Sorry to reduce the Brussels financial nnegotiations to the lowest common denominator but it's what matters to peasants like me.
Peston provides half an answer:
Certainly the Germans have won on the issue of form - in that Greek Finance Minister Yanis Varoufakis has in the end agreed to a four-month extension of the current bailout, which is something his government swore it would never do.
Also, the monitors and enforcers of the agreement will remain Brussels, the IMF and the European Central Bank - the so-called troika so hated by Syriza (although the statement carefully avoids using the loathed term for the three-legged stool).
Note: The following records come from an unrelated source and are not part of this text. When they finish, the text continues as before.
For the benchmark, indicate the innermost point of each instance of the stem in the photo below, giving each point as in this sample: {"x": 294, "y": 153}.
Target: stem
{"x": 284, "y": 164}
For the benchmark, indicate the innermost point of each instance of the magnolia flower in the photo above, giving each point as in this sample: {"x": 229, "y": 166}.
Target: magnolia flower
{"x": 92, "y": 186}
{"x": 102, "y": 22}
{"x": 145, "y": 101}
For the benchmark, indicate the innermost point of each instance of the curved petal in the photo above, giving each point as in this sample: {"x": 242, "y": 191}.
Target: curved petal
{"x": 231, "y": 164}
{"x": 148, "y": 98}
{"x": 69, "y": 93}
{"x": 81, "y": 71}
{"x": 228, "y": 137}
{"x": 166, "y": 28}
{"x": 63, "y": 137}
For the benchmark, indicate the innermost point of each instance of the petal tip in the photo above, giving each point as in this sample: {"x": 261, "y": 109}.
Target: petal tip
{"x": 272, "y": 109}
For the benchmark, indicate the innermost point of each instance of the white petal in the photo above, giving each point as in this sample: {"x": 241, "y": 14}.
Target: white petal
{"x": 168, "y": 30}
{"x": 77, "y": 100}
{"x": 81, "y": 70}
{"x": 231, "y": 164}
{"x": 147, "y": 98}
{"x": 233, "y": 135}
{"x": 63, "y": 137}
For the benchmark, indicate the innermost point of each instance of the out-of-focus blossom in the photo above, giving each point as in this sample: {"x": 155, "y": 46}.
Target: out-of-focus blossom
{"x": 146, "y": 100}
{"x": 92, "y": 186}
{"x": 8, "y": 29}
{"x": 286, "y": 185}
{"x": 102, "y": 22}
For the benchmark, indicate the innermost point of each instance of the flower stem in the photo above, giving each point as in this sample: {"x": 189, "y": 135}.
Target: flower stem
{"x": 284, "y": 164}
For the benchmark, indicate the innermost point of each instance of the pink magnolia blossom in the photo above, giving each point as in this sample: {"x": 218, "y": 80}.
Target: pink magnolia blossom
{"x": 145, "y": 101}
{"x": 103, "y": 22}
And the language of the statement is all about the Greeks promising to "honour their financial obligations to all their creditors fully and timely" and adopting measures to "guarantee debt sustainability in line with the November 2012 Eurogroup statement".
But along with the language of Teutonic fiscal rectitude, Mr Varoufakis has clearly secured some important wriggle room.
The fact that the Syriza government can submit its own list of economic and financial reforms to supplant those pledged by its predecessor is a breakthrough - although of course the Germans could still veto what Syriza ends up proposing.
That said, Mr Varoufakis was very clear that his government is not required to implement pension cuts and VAT rises which it has been resisting.
From his point of view what matters most is that he believes he has been given the green light to ease up on austerity, to cut spending or raise taxes less than the last administration committed to do.In short and, as ever, they kicked the can down the road a bit.